Burdened with heartache, he began seeking hope, which he found in Jesus Christ shortly after.
Wilkerson celebrated his transformed heart and life a year later by being baptized by Michael Brakefield, pastor of the Hope Chapel in Jonesboro.
Brakefield spent the year teaching Wilkerson, but Wilkerson’s delay in being baptized wasn’t a factor of discipleship, but to wait until the church became an official member of the Louisiana Baptist Convention in early 2017.
“I grew up in the presence of the Lord as a kid in church but I had never received it,” Wilkerson said. “I had heard the calling from the time I was little but ran from it. I was trying to fill this big massive void. I was the success story, thinking I was better than I was.
“Over a matter of six months I lost everything,” he said. “I was homeless and in a position where I had no other place to turn. I was in the desert. Because I had nowhere else to turn I found the truth.”
Wilkerson is one of 13 new believers baptized in 2017 at Hope Chapel.
The church has grown rapidly from just the two persons who got together in January 2016 for a Bible study in Brakefield’s home to an average of 20-30 for Sunday morning services, and another 30-40 for Tuesday evening prayer meetings.
“Growth is a result of the Holy Spirit using spirit-filled, devoted followers of Jesus,” Brakefield said. “Faithfulness to Jesus produces fruit in ministry and creates excitement and an expectation for more to come.”
NOT ALONE
Hope Chapel is among the 210 Louisiana Baptist church plants that collectively celebrated a record 512 baptisms in 2017. These new congregations are poised to experience another year of healthy growth, Louisiana Baptist church planting strategists contend.
“I am encouraged in our task, because each day I get to work with two of the best church planting strategist in America – Lane Corley and Carlos Schmidt,” said James Jenkins, director of church planting for Louisiana Baptists. “Our church plants are an amazing preview of the book of Revelation.
“Louisiana Baptists are starting churches to reach every nation, tribe, people and language,” Jenkins explained. “LBC church plants enable Louisiana Baptists to proclaim the Gospel every week among 14 people groups and 12 languages. It is exciting to live in a time when the ends of the earth are coming to America and Louisiana.”

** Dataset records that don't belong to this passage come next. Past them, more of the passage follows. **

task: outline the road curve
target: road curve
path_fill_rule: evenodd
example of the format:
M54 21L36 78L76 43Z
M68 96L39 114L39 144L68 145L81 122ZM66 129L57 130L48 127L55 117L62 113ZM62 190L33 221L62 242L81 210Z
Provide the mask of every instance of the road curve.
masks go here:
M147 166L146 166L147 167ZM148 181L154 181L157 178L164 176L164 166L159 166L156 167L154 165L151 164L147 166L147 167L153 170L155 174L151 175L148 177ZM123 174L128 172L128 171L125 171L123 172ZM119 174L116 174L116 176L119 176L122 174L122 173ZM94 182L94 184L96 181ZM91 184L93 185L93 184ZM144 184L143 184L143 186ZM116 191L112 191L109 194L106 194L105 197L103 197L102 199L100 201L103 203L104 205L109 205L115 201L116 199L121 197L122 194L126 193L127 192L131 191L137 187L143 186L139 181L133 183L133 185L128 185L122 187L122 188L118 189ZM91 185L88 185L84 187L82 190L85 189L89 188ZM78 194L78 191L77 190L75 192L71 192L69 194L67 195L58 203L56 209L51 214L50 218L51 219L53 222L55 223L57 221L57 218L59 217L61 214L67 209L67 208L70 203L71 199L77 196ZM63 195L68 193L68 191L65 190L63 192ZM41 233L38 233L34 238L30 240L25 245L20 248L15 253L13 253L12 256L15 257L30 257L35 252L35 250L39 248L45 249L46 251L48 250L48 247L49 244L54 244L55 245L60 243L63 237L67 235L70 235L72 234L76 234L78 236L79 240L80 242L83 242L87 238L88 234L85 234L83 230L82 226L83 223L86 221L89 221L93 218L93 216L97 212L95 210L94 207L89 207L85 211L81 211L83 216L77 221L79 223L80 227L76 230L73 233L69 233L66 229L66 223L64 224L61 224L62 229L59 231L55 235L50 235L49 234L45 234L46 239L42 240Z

According to the latest report by the Louisiana Baptists’ missions and ministry team, the 512 baptisms performed by church plants in 2017 were an increase of 152 from the previous year. They also recorded 34,465 evangelistic contacts and 1,419 decisions to follow Christ.
With 27 churches planted in 2017, Louisiana Baptists are now just 90 away from reaching the 300th church planted since 2010. If that number is reached, it would meet a goal of planting 300 churches by 2020 as part of one of the 10 action steps identified in the President’s 2020 Commission Final Report.
PLANTS, RE-PLANTS, REVITALIZATIONS
Planting healthy, biblically sound, multiplying churches is identified in that document as a key component to a strategy which seeks to engage two audiences – the next generation and every people group – in reaching Louisiana with the Gospel.
Corley is confident Louisiana Baptists can plant their 300th church by the end of 2020, but says continued support from existing congregations is critical.
“We’re seeing the product of healthy partnerships that have created a great culture for multiplication across Louisiana,” Corley said. “Starting with the strategy laid out by the President’s 2020 Commission, associations have set local goals for new churches.
“We also have seen growth in multi-site churches and revitalization strategies have led to churches being re-planted,” he continued. “More existing churches are saying yes to sponsorship and partnership with church plants in various ways. In New Orleans, the partnership with the North American Mission Board has brought needed focus to the needs of New Orleans as well as partners from across the country to help plant churches in our largest population center.”
The strategy places a special emphasis on planting churches where most Louisianans live, concentrating on the I-10 corridor and southward where 3 million Louisianans reside.
So far, 160 of the 210 new church plants are located in southern Louisiana. There also is a mix of ethnic identities among these church plants: 83 are predominately Anglo, 62 African-American, 28 Hispanic, nine Asian and 17 of various other ethnicities (a stark contrast to 2010, when eight churches were started — seven Anglo and one Asian, with no African-American or Hispanic congregations in the mix).